Много лет тому назад я написал роман под названием «Луна и грош». В нем я вывел знаменитого французского художника Поля Гогена и, пользуясь правом писателя на вымысел, сочинил целый ряд эпизодов, чтобы полнее обрисовать характер, который создал, исходя из скудных фактических данных, бывших в моем распоряжении. В настоящей книге я и не пробовал повторить этот опыт. Чтобы не ставить в неловкое положение людей, которые еще живы, я только дал действующим лицам моей повести вымышленные имена и вообще позаботился о том, чтобы их нельзя было узнать. Человек, о котором я пишу, не знаменит. Возможно, он никогда не прославится. Возможно, уйдя из жизни, он оставит о своем пребывании на земле не более заметный след, чем камень, брошенный в реку, оставляет на поверхности воды. Тогда если мою книгу вообще будут читать, то только как литературное произведение, более или менее интересное. Но возможно и то, что влияние, которое оказывает на окружающих образ жизни, избранный моим героем, и необычайная сила и прелесть его характера будут распространяться все шире, и со временем, пусть через много лет после его смерти, люди поймут, что между нами жил человек поистине выдающийся. Тогда станет ясно, о ком я пишу в этой книге, и те, кому захочется хоть что-нибудь узнать о ранней поре его жизни, найдут здесь чем поживиться. Думаю, что для биографов моего друга книга эта при всех ее недочетах послужит ценным источником информации.
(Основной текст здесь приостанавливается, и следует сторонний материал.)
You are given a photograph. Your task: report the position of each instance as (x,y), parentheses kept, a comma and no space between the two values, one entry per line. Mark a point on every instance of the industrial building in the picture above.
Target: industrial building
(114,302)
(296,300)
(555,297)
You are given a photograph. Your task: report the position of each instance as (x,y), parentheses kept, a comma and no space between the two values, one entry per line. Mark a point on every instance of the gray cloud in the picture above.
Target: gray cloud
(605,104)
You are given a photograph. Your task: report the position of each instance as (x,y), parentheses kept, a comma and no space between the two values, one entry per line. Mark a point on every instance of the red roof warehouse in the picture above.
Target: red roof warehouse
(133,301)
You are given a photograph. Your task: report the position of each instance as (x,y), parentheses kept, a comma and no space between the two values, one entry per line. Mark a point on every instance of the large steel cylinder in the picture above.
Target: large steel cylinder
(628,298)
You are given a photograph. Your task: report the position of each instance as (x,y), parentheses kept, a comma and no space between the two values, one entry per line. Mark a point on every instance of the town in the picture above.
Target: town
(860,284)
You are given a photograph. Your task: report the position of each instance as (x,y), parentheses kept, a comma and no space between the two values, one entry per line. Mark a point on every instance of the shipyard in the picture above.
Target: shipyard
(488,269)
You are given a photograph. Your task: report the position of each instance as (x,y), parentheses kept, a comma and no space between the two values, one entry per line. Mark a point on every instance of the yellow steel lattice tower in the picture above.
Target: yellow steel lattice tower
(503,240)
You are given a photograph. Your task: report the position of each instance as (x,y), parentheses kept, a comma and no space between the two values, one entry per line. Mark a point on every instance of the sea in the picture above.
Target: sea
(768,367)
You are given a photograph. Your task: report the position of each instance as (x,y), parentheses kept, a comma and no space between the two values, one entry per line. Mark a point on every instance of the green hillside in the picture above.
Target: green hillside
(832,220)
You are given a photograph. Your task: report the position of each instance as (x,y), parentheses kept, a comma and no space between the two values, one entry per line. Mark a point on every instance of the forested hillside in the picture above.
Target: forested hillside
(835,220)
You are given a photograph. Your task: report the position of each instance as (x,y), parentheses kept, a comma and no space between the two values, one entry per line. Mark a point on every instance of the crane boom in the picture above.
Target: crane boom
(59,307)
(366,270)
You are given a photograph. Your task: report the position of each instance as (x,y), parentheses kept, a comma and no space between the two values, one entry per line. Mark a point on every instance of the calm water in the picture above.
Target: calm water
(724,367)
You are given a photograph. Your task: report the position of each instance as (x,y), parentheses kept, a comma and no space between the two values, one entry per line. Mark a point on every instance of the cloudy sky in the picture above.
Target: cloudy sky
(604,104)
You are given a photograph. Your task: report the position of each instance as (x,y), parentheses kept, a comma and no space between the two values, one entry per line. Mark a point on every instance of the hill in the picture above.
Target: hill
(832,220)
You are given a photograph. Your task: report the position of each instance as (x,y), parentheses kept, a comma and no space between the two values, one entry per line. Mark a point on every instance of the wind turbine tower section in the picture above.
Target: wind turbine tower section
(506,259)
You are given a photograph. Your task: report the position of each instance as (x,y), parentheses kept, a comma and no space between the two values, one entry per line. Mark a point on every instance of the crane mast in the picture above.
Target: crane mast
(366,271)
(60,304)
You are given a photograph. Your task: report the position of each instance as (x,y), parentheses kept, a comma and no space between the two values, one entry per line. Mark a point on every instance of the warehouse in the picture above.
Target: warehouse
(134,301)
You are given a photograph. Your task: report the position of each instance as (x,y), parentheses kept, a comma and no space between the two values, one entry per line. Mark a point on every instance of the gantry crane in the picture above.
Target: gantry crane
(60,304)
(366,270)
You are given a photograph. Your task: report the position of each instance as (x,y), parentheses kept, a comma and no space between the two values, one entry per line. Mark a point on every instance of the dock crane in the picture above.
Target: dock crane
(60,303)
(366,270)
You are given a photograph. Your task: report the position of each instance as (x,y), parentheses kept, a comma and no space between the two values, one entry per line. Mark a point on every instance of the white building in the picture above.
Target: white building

Разговоры, приведенные в этой книге, не следует воспринимать как стенограммы. Я никогда не записывал того, что говорилось в тот или иной день, но у меня хорошая память на все, что меня лично касается, и, хотя разговоры эти я воспроизвожу своими словами, суть сказанного, думается мне, передана верно. Выше я отметил, что ничего в этой книге не сочинил; здесь требуется некоторая оговорка. Я допустил ту же вольность, какую допускали историки со времен Геродота: вложил в уста моих персонажей речи, которых сам не слышал и не мог слышать. Сделал я это с той же целью, что и историки, – чтобы придать живость и правдоподобие сценам, которые, будь они только описаны, оставили бы читателя равнодушным. Я хочу, чтобы мои книги читали, и не считаю зазорным по мере сил этого добиваться. Сообразительный читатель с легкостью обнаружит, где именно я прибегаю к этой уловке, и его дело принять ее или отвергнуть.